Theoretical Approaches to African Ethnology

Janet L. Stanley

Harold K. Schneider, THE AFRICANS: An Ethnological Account (Englewood Cliffs, NJ: Prentice Hall, 1981). x, 278 pp., $9.95, paper.

The Africans offers a theoretical view of African ethnology which the more common descriptive surveys of African society do not attempt. The author seeks to set forth the "social facts" in context with "culture history" in a "non- Marxist economic approach." (preface ix-x). The outline is familiar enough: Material Economics; Marriage, Descent and Association; Kinship; Power and Authority; Religion and Philosophy; Contemporary Africa.

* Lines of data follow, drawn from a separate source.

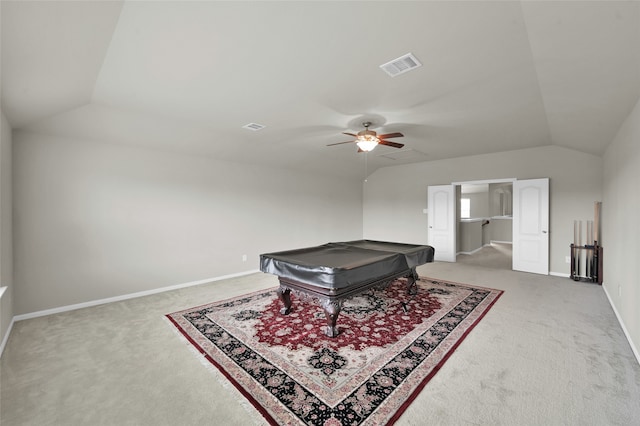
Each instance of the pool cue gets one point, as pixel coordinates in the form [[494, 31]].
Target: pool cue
[[589, 254], [574, 252]]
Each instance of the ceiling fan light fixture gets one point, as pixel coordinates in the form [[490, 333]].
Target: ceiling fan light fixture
[[367, 142]]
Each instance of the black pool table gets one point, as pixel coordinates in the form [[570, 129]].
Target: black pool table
[[334, 272]]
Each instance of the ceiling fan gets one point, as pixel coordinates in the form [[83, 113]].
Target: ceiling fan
[[367, 139]]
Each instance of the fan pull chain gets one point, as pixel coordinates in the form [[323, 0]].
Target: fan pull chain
[[366, 156]]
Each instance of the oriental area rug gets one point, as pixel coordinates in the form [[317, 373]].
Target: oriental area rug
[[390, 345]]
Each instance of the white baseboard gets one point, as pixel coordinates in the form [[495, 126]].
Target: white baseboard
[[6, 336], [469, 252], [125, 297], [624, 329]]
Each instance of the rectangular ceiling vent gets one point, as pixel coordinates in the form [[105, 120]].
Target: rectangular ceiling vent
[[253, 126], [405, 154], [401, 65]]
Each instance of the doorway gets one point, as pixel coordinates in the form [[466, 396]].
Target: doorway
[[485, 236]]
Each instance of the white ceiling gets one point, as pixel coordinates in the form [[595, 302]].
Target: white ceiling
[[186, 76]]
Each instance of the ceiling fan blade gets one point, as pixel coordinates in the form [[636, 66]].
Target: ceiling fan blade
[[391, 135], [393, 144], [340, 143]]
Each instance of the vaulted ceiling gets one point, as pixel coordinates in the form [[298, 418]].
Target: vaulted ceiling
[[186, 76]]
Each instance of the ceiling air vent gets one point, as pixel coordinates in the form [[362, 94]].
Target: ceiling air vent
[[254, 126], [401, 65]]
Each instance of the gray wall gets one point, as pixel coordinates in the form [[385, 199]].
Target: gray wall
[[620, 225], [6, 244], [96, 220], [394, 197]]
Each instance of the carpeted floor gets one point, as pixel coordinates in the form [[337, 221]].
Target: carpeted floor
[[495, 255], [549, 352]]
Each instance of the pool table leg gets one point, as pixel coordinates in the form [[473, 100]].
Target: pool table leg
[[331, 311], [284, 294], [412, 287]]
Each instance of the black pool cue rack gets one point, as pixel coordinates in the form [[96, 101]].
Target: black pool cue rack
[[591, 252], [592, 265]]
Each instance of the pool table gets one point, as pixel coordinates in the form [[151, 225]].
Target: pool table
[[334, 272]]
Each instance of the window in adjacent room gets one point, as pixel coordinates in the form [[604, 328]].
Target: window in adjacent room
[[465, 208]]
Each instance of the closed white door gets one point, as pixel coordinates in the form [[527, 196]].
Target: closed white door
[[442, 221], [531, 226]]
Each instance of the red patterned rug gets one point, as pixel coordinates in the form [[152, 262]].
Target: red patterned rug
[[389, 347]]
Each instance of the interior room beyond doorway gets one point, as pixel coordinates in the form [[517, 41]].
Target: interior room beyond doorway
[[485, 225]]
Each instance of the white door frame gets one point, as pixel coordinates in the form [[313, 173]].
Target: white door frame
[[531, 226], [442, 221]]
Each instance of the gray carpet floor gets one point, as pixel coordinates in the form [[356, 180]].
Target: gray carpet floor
[[550, 352]]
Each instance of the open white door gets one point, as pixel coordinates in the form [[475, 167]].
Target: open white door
[[531, 226], [442, 222]]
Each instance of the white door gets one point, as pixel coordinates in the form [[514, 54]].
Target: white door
[[442, 222], [531, 226]]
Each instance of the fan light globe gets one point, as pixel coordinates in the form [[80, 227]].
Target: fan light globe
[[367, 142]]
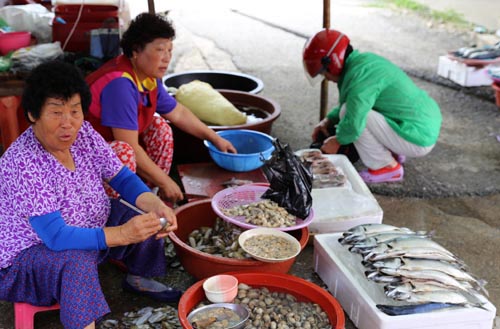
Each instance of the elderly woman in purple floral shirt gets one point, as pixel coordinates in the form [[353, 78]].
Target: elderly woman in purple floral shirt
[[56, 221]]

His aim is not to be exhaustive - art and music are excluded as are discussions of the interesting but numerically peripheral Pygmies and San - but to erect the theoretical framework on which ethnographic data and analyses are arrayed. In constructing this framework, he draws representative examples from many particular groups of people, citing or restating earlier research in these areas (e.g., Max Gluckman on the Lozi, Victor Turner on Ndembu color classification or his own research on the Pokot). Such an approach facilitates the understanding of the directions anthropological research has taken in the past, and conversely, reveals areas it has avoided or ignored. Thus, for example, we can see the extent to which anthropologists have ignored the study of thought processes as they concentrated instead on social processes (p. 181); or that African traditional law has not been consistently examined (p. 152); or that ethnologists were generally naive about economics and consequently paid scant attention to it (p. 162).

Our understanding of African cultures is deepened by the parallels drawn between African and European societies as, for example, comparing African sacrificial rituals with the Christian eucharist. This pedagogical technique becomes a little more ponderous when anthropological models are the basis of comparison. The author justly forewarns the reader of an intensive chapter on kinship - an area about which he is obviously quite knowledgeable - but it is a bit out of proportion to the rest of the volume with somewhat protracted comparisons of American Indian and other models of kinship classification to African systems of kinship. Thus, Iroquois is equivalent to Lozi and Omaha equals Igbo and so forth. Yet, this very chapter offers precisely the in-depth analysis of kinship structure that similar books tend to avoid. So if it is a careful, detailed exposition of African kinship models that is sought, then here is the right book.

The book is sparingly illustrated, has a 9-page bibliography linked to text references, and is well-indexed. It reads stylistically rather like a lecture and indeed is written in part in the first person singular - not altogether in- appropriately so, since The Africans is intended for the college-level audience accustomed to professorial lecturing.

On the whole, this text is recommended as a complement to the empirical studies of African societies and cultures which are becoming widely available.

Janet L. Stanley is Librarian at The Museum of African Art, Smithsonian Institute, Washington, D.C.